TAMPA -- Sykes Enterprises Inc. (symbol: SYKE) will soon divest its operations in the Netherlands, Ireland, South Africa, and Spain.
The Tampa-based customer management outsourcing firm outlined dramatic changes to its global business operations in a filing with the Securities & Exchange Commission made public this week. Its Spanish operation will be sold, while facilities in the Netherlands, Ireland, and South Africa will be shut down outright.
Through the first nine months of the year, Sykes says it generated about $922 million in total revenue, of which $18.9 million came from its combined operations in the Netherlands, Ireland, and South Africa. But that business segment was not profitable, instead creating a $2 million operating loss through Sept. 30. Sykes says it will transfer some business from its Ireland operation to other facilities, but will otherwise shut down a business segment that would have generated more than $23 million in revenues over all of 2011 if kept open.
Separately, Sykes says it will sell its Spanish operation, which generated $29.6 million in revenues through Sept. 30, as well as a $2.7 million operating loss. The company has set aside $300,000 for advisory fees associated with the sale of that segment.
Closing its operations in the Netherlands, Ireland, and South Africa could cost Sykes up to $8.4 million, and at least $6.2 million, the filing says. Much of those costs will be put toward severance fees, as the company expects to eliminate as many as 550 positions with its proposed changes. The financial impact of the Spain sale will not be known until a transaction agreement is reached.

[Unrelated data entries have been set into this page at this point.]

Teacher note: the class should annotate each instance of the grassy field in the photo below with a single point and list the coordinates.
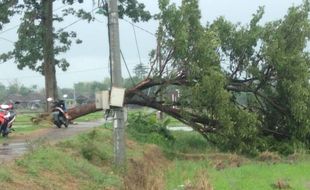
(153, 162)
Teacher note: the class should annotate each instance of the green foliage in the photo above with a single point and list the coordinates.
(130, 8)
(265, 64)
(5, 175)
(147, 129)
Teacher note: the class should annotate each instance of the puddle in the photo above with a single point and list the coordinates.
(12, 150)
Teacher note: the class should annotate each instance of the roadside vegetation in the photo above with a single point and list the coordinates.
(156, 159)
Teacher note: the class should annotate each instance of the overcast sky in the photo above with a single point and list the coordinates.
(89, 60)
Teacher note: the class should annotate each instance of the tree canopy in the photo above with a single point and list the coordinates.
(244, 87)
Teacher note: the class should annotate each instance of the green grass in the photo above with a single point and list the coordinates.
(86, 158)
(91, 117)
(183, 171)
(262, 176)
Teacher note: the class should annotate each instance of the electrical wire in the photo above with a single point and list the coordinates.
(5, 39)
(65, 27)
(133, 83)
(12, 28)
(58, 74)
(137, 45)
(143, 29)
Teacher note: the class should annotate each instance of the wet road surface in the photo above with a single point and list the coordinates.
(13, 148)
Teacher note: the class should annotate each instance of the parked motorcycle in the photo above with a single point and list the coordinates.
(7, 117)
(60, 115)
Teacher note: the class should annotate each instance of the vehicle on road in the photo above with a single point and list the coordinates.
(7, 117)
(60, 115)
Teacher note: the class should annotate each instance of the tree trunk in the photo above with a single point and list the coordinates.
(48, 52)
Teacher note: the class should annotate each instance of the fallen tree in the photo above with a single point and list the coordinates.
(245, 88)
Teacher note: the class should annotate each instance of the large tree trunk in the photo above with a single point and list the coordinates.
(48, 51)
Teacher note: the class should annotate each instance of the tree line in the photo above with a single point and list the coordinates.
(243, 87)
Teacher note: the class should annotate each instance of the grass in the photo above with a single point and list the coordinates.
(262, 176)
(65, 165)
(187, 162)
(90, 117)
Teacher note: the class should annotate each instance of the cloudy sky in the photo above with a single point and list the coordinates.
(89, 60)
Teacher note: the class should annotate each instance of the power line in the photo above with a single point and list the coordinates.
(77, 20)
(143, 29)
(13, 27)
(127, 68)
(137, 45)
(9, 29)
(5, 39)
(58, 74)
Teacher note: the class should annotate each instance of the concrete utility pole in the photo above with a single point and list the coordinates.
(48, 51)
(115, 59)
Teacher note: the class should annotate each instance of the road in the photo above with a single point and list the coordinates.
(12, 148)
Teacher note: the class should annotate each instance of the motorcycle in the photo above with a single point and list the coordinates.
(60, 115)
(7, 117)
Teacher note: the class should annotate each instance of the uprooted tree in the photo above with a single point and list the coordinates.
(244, 88)
(39, 44)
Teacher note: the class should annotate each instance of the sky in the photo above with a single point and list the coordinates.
(89, 60)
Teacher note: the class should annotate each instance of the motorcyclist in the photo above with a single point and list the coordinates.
(5, 117)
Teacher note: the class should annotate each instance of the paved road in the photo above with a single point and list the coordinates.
(15, 147)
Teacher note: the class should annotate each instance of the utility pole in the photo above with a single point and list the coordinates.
(48, 51)
(115, 60)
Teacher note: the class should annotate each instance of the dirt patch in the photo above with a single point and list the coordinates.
(270, 157)
(281, 184)
(222, 161)
(147, 172)
(201, 182)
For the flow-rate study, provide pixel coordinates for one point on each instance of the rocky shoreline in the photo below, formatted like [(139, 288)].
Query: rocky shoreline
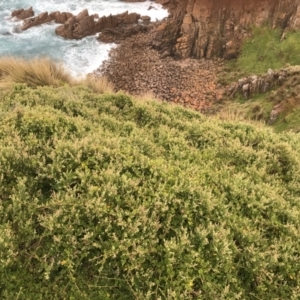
[(136, 67)]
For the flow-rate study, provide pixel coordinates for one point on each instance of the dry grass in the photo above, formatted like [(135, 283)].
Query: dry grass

In addition to changes to its foreign business, Sykes says it will spend between $2 million and $2.4 million to consolidate operations within the U.S. Those efforts are tied to the continued incorporation of ICT Group into Sykes' larger business. Sykes acquired ICT in 2009 for $263 million.
Sykes' stock price has held steady through Thursday morning trading, and is now at roughly $16 a share. This past summer proved a more tumultuous season for Sykes shares; in August, the company's stock traded below $11 temporarily, a month after being valued above $22.